John Brandolino, Director, Division for Treaty Affairs, UN Office on Drugs and Crime, said at the meeting organised by the International Organisation to brief its members on the progress made in implementing the declaration of the 13th Congress on Crime Prevention and Criminal Justice held in Qatar in April 2015, and that the global programme for the implementation of this declaration is a unique initiative in the 60-year history of the organisation’s crime prevention conferences, which was generously funded by the host country of Qatar. The programme has entered the project completion stage and has reached more than 13,000 stakeholders in more than180 countries.
For his part, HE Sheikh Ali bin Jassim al-Thani, Qatar’s ambassador to Austria and its  Permanent Representative to the UN organisations in Vienna, called for the integration of crime prevention and criminal justice into the organisation’s expanded agenda to address social and economic challenges and promote the rule of law at the national and international levels and public participation, stressing that the conference and its declaration had become a landmark in the history of crime prevention conferences at the global level.
The ambassador noted  that Qatar’s hosting of the 13th Conference on Crime Prevention and Criminal Justice three years ago, comes from the assumption of its international responsibility, its keenness to achieve criminal justice and the establishment of safe societies governed by the rule of law and the principles of freedom and justice, as well as progress towards the achievement of the sustainable development goals of 2030. The State of Qatar, in co-operation with the United Nations Office on Drugs and Crime, has decided to put the Doha Declaration/Recommendations into action by funding a wide-ranging global programme to help countries achieve a positive and sustainable impact,  based on four main pillars including juvenile crime prevention through sports, rehabilitation of prisoners, integrity of the judiciary and the Education for Justice initiative.

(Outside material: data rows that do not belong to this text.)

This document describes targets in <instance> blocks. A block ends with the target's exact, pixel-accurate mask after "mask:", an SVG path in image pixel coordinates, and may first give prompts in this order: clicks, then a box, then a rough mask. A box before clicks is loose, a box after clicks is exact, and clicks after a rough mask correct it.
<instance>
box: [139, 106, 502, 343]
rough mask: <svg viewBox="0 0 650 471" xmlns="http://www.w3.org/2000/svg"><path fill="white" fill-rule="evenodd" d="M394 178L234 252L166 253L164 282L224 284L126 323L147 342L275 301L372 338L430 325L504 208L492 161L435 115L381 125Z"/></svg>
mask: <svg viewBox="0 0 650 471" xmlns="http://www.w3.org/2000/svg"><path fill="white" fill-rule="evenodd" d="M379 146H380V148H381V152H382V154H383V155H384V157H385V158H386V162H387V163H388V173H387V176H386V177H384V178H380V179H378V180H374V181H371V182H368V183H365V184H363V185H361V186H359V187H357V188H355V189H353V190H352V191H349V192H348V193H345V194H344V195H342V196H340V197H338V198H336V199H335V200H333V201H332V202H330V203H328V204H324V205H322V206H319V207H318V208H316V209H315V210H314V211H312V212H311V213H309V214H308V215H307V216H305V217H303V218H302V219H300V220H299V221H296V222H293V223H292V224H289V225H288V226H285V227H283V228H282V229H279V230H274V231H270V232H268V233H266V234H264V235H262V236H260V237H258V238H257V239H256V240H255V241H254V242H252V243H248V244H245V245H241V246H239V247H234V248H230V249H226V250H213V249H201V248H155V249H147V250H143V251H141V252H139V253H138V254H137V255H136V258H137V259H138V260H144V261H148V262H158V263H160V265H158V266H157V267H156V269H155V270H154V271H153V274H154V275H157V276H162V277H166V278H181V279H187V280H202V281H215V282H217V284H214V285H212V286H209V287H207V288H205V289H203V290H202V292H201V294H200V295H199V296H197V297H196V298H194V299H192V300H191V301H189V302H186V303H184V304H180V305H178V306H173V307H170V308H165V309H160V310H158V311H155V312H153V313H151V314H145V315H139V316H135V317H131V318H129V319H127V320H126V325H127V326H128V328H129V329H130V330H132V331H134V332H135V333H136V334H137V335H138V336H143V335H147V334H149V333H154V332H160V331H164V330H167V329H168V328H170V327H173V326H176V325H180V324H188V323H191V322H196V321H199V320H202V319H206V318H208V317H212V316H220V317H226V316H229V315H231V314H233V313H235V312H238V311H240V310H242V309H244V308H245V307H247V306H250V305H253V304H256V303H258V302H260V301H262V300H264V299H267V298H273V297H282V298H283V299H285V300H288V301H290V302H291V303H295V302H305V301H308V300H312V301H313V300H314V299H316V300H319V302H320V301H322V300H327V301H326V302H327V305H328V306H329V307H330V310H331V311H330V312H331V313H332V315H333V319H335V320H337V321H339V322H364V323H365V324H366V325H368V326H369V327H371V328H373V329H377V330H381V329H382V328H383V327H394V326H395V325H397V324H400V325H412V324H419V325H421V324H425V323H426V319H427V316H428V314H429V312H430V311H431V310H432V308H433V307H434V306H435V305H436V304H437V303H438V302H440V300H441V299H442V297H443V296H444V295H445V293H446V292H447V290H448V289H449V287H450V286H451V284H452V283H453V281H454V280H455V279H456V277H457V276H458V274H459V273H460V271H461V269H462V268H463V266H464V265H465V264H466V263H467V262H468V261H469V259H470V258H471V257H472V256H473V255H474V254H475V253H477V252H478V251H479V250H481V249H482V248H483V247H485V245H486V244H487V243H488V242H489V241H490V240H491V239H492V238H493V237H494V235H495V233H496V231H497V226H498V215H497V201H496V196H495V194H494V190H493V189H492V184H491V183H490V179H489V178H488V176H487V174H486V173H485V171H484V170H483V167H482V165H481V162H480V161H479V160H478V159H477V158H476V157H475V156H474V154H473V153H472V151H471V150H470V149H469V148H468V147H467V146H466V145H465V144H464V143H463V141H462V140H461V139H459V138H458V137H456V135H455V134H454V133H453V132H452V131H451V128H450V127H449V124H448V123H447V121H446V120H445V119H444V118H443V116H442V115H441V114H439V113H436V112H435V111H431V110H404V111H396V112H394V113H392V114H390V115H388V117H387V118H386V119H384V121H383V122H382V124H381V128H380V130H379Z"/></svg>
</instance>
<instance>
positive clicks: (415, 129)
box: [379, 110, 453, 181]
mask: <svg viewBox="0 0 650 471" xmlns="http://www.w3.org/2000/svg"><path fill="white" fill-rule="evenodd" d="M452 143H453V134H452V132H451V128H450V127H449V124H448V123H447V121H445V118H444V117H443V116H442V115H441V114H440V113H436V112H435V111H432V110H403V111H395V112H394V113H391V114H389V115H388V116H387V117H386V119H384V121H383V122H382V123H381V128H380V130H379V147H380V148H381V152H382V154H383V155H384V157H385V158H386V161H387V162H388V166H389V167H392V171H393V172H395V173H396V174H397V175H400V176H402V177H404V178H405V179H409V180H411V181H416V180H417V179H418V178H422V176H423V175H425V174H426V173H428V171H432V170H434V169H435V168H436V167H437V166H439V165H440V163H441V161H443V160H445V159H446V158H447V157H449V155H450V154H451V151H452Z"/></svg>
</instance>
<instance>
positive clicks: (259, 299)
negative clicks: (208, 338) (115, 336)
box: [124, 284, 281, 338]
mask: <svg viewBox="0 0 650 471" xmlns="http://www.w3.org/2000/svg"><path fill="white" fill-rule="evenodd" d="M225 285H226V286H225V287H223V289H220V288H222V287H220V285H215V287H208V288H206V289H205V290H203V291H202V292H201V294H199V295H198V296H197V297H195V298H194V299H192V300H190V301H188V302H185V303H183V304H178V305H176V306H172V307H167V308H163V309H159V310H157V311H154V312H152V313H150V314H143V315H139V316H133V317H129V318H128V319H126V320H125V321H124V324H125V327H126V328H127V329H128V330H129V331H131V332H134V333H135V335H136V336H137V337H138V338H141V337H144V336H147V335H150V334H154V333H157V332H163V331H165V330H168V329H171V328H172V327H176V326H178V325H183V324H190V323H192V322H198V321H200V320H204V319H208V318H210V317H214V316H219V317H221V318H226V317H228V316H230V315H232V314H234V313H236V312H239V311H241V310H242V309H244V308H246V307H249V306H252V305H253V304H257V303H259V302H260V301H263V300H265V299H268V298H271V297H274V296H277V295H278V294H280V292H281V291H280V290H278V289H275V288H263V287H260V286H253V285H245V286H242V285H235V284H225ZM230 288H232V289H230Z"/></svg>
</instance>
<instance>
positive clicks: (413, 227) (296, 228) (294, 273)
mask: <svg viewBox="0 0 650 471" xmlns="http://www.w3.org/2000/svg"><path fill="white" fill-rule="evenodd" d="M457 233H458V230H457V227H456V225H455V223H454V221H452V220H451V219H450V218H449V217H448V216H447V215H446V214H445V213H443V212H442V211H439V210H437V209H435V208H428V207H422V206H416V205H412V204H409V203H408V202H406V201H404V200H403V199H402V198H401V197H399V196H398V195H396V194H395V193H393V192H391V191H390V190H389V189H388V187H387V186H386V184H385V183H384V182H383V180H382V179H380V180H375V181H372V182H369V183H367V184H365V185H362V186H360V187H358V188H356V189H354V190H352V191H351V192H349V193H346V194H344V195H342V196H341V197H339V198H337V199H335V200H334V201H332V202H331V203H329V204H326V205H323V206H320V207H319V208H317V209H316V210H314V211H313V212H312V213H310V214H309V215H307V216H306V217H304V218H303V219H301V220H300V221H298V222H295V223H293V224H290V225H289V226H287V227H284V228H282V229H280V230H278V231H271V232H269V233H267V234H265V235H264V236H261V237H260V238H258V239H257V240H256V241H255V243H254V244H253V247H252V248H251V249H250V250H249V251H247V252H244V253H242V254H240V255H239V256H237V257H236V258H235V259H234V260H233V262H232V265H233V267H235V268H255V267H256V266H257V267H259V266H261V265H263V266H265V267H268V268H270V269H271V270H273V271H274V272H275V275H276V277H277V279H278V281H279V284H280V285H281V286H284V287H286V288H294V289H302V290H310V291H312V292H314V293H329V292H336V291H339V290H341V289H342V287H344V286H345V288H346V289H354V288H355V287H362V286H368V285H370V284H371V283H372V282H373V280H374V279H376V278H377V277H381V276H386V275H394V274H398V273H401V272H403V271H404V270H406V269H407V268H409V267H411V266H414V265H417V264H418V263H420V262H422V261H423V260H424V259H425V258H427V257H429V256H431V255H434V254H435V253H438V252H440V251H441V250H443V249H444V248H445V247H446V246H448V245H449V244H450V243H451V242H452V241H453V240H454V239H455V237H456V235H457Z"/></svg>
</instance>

HE Sheikh Ali bin Jassim al-Thani, pointed out that more than 180 countries, most of them from developing countries, were benefiting from the global programme emanating from the Doha Declaration, expressing  Qatar’s gratitude and appreciation for the efforts of officials at the United Nations Office at Vienna to organise the briefing to Its implementation of the recommendations contained in the present Declaration, and thanked the representatives of the member-states of the United Nations for their contributions in that regard.
The Doha Declaration established fair and humane criminal justice systems and reinforced the interrelationship between the rule of law and sustainable development, the ambassador underlined, expressing confidence that all member-states have the political will and determination to implement the recommendations of this declaration and turn them into a programme of action that serves and protects societies against organised crime, corruption, terrorism and drugs, and promotes the sustainable development of the peoples of the world.